In January 2014, Xu registered a Ji Chaoqun, now 31, as a formal overseas agent of the Chinese Ministry of State Security, or MSS. By this point, Ji was already working on a master's degree in electrical engineering at the Illinois Institute of Technology, according to his own court documents. He would go on to graduate in December 2015 and, under Xu's supervision, he would enlist in the Army Reserve the following May.

According to the documents in Ji's trial, the Chinese national joined as an E-4, or specialist rank,

under the Military Accessions Vital to the National Interest program, or MAVNI, owing to his Chinese language fluency.

Along the way, Ji would lie on his security clearance paperwork -- failing to disclose his relationship with his MSS handler, Xu -- and again later, while undergoing interviews required for higher-level clearances.

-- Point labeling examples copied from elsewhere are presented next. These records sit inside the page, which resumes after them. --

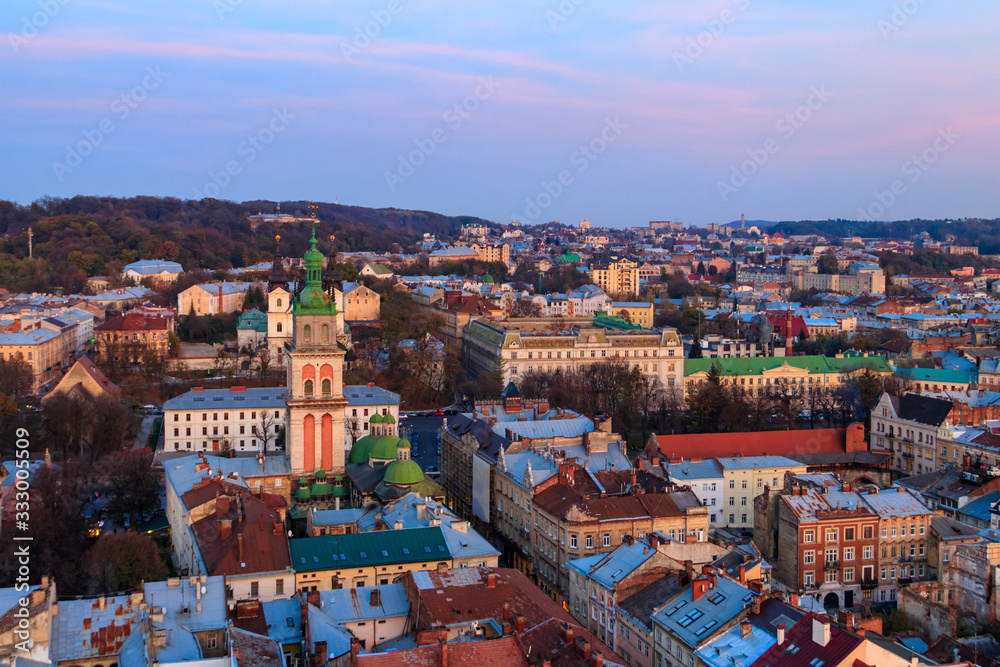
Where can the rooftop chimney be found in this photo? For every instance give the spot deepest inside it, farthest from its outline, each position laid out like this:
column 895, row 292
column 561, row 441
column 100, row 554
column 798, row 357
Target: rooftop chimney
column 821, row 631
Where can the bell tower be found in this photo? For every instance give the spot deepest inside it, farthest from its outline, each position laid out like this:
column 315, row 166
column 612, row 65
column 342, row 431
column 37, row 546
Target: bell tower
column 314, row 373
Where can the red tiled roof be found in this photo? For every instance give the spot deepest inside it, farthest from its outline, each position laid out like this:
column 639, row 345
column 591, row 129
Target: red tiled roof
column 754, row 443
column 463, row 595
column 254, row 544
column 501, row 652
column 838, row 648
column 133, row 322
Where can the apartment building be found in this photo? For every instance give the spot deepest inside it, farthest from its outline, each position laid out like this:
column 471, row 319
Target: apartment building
column 744, row 478
column 215, row 298
column 571, row 519
column 908, row 426
column 126, row 339
column 849, row 545
column 41, row 350
column 496, row 252
column 795, row 375
column 616, row 276
column 634, row 312
column 541, row 344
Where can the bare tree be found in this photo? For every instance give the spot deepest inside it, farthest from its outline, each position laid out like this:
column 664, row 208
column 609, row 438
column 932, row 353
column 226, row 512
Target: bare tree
column 266, row 428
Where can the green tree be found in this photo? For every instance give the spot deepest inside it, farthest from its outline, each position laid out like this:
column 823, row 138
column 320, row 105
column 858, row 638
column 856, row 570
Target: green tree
column 123, row 561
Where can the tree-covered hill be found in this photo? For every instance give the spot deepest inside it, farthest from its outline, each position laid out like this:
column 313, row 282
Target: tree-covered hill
column 85, row 236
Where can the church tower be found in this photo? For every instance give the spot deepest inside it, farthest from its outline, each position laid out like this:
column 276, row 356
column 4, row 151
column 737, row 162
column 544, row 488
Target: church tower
column 279, row 311
column 315, row 376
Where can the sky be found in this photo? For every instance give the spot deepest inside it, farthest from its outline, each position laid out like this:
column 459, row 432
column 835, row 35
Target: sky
column 530, row 110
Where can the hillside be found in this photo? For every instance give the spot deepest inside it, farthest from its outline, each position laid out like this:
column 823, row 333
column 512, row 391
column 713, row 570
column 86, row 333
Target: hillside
column 85, row 236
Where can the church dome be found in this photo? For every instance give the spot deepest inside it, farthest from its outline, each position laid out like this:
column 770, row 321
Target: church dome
column 403, row 473
column 384, row 448
column 360, row 450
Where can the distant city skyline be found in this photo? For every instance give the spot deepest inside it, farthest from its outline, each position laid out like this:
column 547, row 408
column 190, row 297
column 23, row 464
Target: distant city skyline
column 552, row 110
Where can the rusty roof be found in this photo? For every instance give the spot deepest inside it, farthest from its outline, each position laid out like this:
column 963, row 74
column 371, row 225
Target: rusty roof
column 257, row 541
column 93, row 628
column 500, row 652
column 463, row 595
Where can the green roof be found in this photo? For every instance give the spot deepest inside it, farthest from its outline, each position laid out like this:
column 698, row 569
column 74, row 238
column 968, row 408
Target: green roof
column 321, row 489
column 253, row 320
column 360, row 450
column 403, row 473
column 371, row 549
column 812, row 363
column 384, row 448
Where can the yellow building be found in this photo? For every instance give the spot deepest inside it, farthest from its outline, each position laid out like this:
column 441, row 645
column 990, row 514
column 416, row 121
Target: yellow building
column 635, row 312
column 361, row 304
column 498, row 252
column 378, row 558
column 616, row 276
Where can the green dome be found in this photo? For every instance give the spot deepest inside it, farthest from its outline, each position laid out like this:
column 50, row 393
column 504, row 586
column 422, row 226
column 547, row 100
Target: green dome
column 360, row 450
column 385, row 448
column 320, row 489
column 403, row 473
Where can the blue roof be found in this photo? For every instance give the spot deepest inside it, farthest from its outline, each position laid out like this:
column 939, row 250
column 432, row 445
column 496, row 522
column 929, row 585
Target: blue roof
column 271, row 398
column 611, row 568
column 150, row 267
column 693, row 622
column 980, row 507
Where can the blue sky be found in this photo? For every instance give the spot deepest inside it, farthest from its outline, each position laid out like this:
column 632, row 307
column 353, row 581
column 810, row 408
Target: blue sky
column 536, row 110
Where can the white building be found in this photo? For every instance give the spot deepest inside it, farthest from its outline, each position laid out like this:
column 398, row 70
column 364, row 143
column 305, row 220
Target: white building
column 706, row 481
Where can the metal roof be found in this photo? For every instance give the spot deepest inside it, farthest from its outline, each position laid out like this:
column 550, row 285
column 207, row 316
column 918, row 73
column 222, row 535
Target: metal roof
column 384, row 547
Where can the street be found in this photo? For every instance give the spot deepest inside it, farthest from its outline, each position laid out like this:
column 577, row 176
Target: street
column 422, row 434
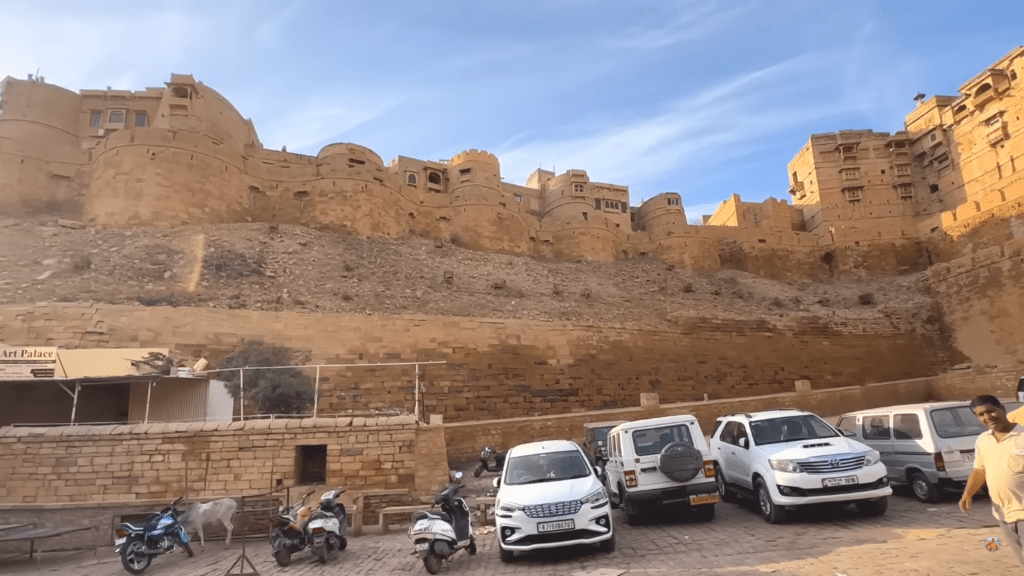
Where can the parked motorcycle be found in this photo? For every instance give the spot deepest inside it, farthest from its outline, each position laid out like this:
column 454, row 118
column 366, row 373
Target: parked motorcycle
column 491, row 460
column 437, row 536
column 159, row 534
column 289, row 533
column 328, row 527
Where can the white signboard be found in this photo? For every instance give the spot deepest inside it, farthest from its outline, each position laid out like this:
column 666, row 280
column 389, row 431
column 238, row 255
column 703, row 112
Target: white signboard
column 26, row 363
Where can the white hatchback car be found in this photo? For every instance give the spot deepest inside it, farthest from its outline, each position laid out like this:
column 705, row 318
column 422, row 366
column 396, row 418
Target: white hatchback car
column 549, row 496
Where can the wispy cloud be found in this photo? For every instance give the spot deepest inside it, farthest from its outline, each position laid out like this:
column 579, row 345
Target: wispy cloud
column 687, row 24
column 721, row 122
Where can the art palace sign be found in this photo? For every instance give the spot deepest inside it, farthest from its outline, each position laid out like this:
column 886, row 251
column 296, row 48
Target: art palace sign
column 26, row 363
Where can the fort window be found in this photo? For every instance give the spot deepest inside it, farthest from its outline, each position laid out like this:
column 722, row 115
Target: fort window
column 310, row 463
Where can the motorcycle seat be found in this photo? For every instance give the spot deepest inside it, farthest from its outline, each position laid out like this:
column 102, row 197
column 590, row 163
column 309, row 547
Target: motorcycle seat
column 417, row 517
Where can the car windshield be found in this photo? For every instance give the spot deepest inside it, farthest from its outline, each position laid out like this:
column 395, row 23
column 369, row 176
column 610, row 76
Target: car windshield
column 956, row 421
column 790, row 428
column 652, row 441
column 547, row 466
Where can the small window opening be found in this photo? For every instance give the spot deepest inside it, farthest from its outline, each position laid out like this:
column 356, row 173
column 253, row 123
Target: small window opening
column 311, row 464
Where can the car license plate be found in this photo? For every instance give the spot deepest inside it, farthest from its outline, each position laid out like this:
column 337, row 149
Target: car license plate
column 704, row 499
column 842, row 481
column 556, row 526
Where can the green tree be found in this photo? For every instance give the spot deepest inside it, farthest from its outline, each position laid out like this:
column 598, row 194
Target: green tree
column 283, row 391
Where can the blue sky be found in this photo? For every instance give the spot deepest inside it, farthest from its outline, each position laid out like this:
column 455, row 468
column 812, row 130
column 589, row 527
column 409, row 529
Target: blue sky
column 704, row 98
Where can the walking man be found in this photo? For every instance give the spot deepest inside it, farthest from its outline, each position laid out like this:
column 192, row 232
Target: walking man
column 998, row 463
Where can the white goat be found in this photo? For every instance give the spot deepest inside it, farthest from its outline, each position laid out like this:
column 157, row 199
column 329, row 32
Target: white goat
column 218, row 510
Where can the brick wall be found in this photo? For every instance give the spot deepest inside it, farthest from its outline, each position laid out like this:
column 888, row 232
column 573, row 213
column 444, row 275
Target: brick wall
column 163, row 461
column 464, row 440
column 509, row 368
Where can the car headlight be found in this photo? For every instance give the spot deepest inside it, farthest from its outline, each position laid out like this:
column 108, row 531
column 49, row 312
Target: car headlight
column 596, row 499
column 785, row 466
column 509, row 507
column 871, row 458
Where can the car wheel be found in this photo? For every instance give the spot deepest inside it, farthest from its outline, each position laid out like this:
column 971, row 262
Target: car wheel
column 508, row 557
column 609, row 544
column 872, row 507
column 923, row 490
column 632, row 515
column 614, row 497
column 724, row 492
column 772, row 512
column 704, row 512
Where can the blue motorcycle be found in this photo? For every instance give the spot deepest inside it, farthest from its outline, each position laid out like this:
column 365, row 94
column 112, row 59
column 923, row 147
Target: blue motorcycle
column 158, row 535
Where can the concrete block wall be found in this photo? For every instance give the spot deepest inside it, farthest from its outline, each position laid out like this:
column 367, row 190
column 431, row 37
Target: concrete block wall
column 163, row 461
column 506, row 368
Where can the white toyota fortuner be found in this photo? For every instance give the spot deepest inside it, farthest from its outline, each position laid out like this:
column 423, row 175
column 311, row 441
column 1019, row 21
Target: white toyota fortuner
column 787, row 457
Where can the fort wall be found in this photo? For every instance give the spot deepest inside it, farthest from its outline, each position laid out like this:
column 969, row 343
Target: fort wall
column 516, row 368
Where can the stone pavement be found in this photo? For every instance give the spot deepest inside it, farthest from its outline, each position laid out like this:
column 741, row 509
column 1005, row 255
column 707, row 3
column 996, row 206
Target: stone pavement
column 911, row 539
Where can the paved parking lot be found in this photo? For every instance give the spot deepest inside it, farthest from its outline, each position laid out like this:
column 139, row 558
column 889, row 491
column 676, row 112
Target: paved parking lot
column 911, row 539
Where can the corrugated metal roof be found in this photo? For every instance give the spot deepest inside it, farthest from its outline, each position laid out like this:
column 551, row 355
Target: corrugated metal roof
column 102, row 363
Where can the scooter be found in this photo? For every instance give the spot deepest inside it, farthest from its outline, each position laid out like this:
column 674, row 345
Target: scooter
column 436, row 537
column 486, row 456
column 289, row 530
column 137, row 543
column 328, row 527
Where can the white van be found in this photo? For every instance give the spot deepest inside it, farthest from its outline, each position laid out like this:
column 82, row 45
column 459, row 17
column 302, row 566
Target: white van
column 929, row 446
column 660, row 461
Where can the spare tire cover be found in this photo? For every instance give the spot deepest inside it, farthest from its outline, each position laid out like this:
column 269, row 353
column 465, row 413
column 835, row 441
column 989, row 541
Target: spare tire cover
column 680, row 461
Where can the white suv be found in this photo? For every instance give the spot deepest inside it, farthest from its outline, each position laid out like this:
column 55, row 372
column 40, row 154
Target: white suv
column 660, row 461
column 549, row 496
column 787, row 457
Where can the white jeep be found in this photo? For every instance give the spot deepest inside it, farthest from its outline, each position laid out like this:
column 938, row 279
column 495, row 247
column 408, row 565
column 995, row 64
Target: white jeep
column 788, row 457
column 660, row 461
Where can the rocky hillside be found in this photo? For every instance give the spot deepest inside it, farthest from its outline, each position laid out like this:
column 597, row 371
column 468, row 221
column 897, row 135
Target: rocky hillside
column 265, row 268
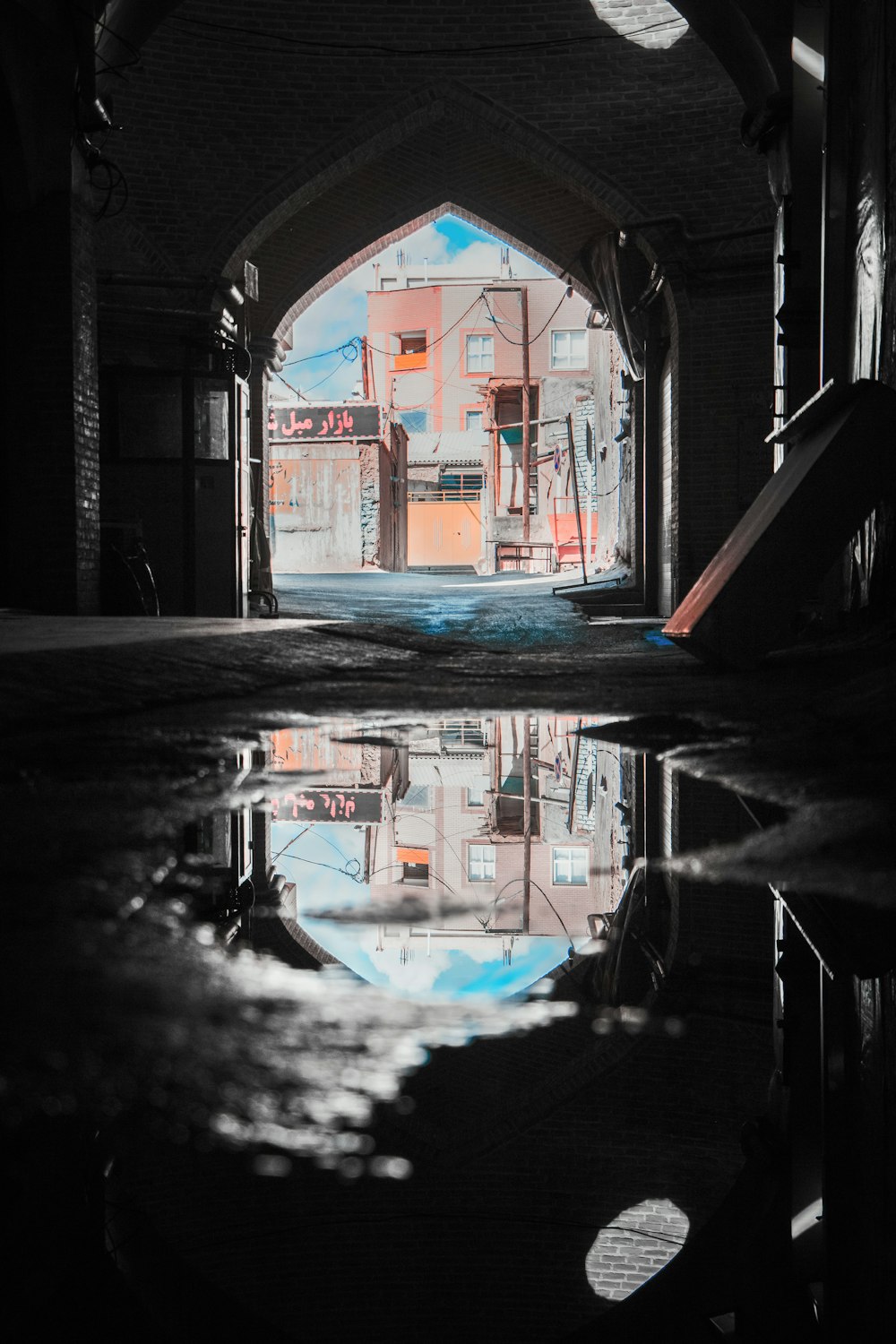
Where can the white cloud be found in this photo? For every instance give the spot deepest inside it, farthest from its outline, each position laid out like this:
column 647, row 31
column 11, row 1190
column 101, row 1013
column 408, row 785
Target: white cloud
column 341, row 312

"Ji's plan was to obtain his citizenship quickly by joining the U.S. military and obtain a top-secret security clearance," prosecutors said in a sentencing memo for Xu, adding that he did, in fact, apply for U.S. citizenship.

Ji ended up telling an FBI undercover agent at some point in his short Army career that he was not only willing to help MSS operatives obtain sensitive information but also to help recruit other Chinese enlistees in the MAVNI program.

"Ji reported that he had access to all military bases with his military ID and volunteered, without prompting, to take pictures of aircraft carriers for the MSS," court documents said, before adding that "he specified that he was able to freely enter Roosevelt-class, nuclear-powered, aircraft carriers."

While the U.S. Navy does not have Roosevelt-class aircraft carriers, it does have a nuclear-powered aircraft carrier called the USS Theodore Roosevelt that is stationed in San Diego, California.

Meanwhile, Xu's other operatives were busy trying to steal technology related to GE Aviation's exclusive composite aircraft engine fan module -- something "no other company in the world has been able to duplicate," according to federal prosecutors. He also directed agents in France to plant malware on the work computer of an employee of an aircraft engine manufacturer, "with the ultimate goal of being able to infiltrate the company's network in France," prosecutors said.

Xu's arrest came in April 2018 when he traveled to Belgium to meet up with a GE Aviation employee who was supplying him with information.

Meanwhile, Ji would be arrested in the fall of 2019 -- just over three years after he enlisted in the Army Reserve.

Court documents and official statements on the two men make no mention of what material Ji was able to pass along while he was serving the Army, but one press release noted that the Army's 902nd Military Intelligence Group -- a counterintelligence unit based in Fort Meade, Maryland, "provided valuable assistance" in investigating the case.

Ji was convicted in September on two counts related to being an agent of a foreign government, a count of making a false statement to the U.S. Army, and two counts of wire fraud. He has yet to be sentenced.